Новейшее время знаменуется стремлением придать всему прежнему другой характер. Так, например, из оперы сделать драму, из фортепиано сделать инструмент с продолжительным звуком, из песни - декламацию, из картины импрессию, из войны - искусство истребления, из женщины - мужчину и т. д. Едва ли все это к лучшему! Быть может, для будущих поколений... Для нас едва ли!

Интересно проследить, насколько некоторые нации ассимилируются с другими, и насколько те или другие слепо подпадают под влияние иных. Если, например, итальянец женится на англичанке, то его домашний обиход и род жизни устраивается на английский манер: дети его воспитываются по-английски и с годами делаются больше англичанами, чем итальянцами. То же можно констатировать и в польских смешанных браках: если поляк женится на немке или русской, то эти последние будут стремиться всеми силами подчиниться его национальности. Дети их едва научатся материнскому языку и со временем будут стремиться быть более поляками, нежели их отец. То же самое будет и при еврейских смешанных браках. Но тут еврейский тип передается физически. Наиболее заметна эта ассимиляция в Швейцарии и на Рейне по отношению к путешествующим англичанам и американцам, тогда как путешественники других национальностей не оставляют никакого влияния в этих двух странах.

Отношение мужчины к женщине похоже на отношение к цветку: он им любуется, обоняет его, срывает, носит и... берет другой. Жена же для мужчины напоминает собою вечноцветущий эдельвейс.

Из крестьян разных народностей, встречавшихся мне, русский мужик (великорос) кажется самым интересным. Помимо того, что он ленив, как животное, горчайший пьяница, хитер до обмана, набожен до ребячества, монархичен до рабства, природа так удивительно его приспособила, что он ко всему пригоден: с топором своим (неразлучным его спутником) может почти заменить машину; со своим здравым смыслом может найтись во всяком положении и со своей первобытной силой может победить все и всех. Он был уже слугой, хозяином, поэтом, ученым, изобретателем, священником, сектантом, солдатом, генералом, музыкантом, инженером и т. д. Странствование с места на место в своем отечестве ему весьма присуще, но эмиграция - немыслима (за исключением паломничества в Иepycaлим ко Гробу Господню). Но он имеет в характере особенность, которая его часто губит и во многом ему вредит: он или покорен до унижения ("что я?", "да могy ли я?", "да смею ли я?") или уже сам черт ему не брат ("не подвертывайся: все мoгy, что захочу!"). Удивительный народ эти pyccкие!

В прежние времена путешественник, приближавшийся к городу, узнавал величину и значение этого города по церковным башням, а теперь - по фабричным трубам. Прежде возбуждали его удивление и уважение дворец правителя, ратуша, а теперь - центральная железнодорожная станция. Прежде он стремился приобрести право входа в семейства, теперь - в клубы и собрания. Прежде случай испытать эстетическое наслаждение был для него событием, а теперь это его тяготит, потому что он имеет это ежедневно и разнообразно. И тем не менее настоящее, в сравнении с прошедшим, представляет громадный прогресс.

Хотя много прекрасного уже было сказано и написано про музыку, однако никто еще до сих пор не сумел объяснить ее сущность.

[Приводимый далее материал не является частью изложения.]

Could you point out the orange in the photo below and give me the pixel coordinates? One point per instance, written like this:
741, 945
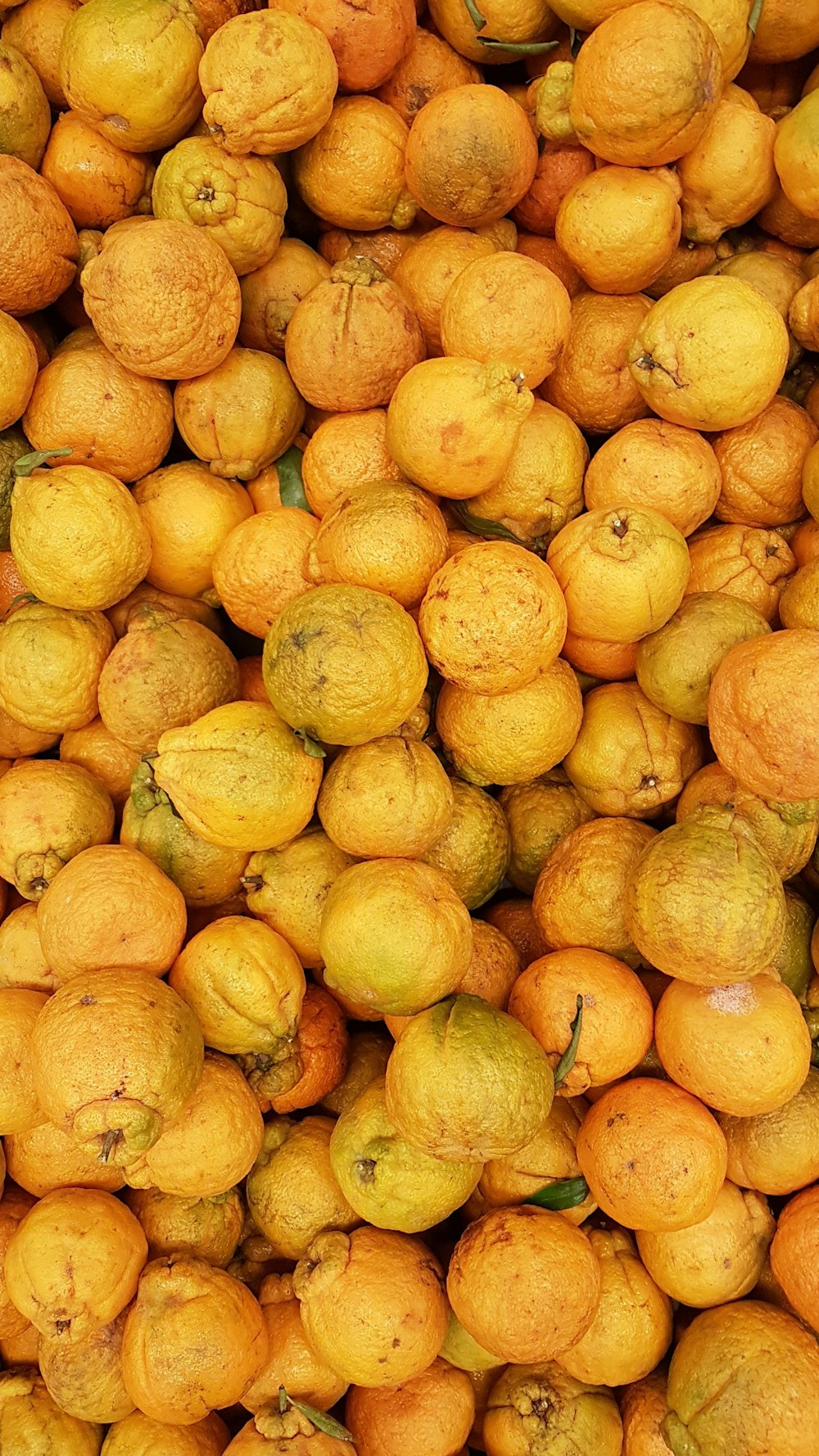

Повидимому, это невозможно. И если мы проследим все встречающиеся в музыке аномалии, то мы, в самом деле, придем к такому заключению: это столь неосязаемое, отвлеченное и высокое искусство, доступное и понятное часто даже ребенку, и иногда непонятное взрослому и образованному человеку; допускающее у ребенка понимание ритма и такта, а у взрослого - неумение отличить такт на 3/4 от такта на 4/4; действующее у некоторых людей на самые сокровенные силы души, у других же вызывающее лишь легкое щекотание в ухе; создающее гениев, которым, однако, недоступны другие поприща интеллекта - удивительное искусство! Столь упоительное и увлекательное и, тем не менее, для большинства даже великих поэтов и философов столь непонятное искусство! (В особенности в инструментальном ее проявлении.)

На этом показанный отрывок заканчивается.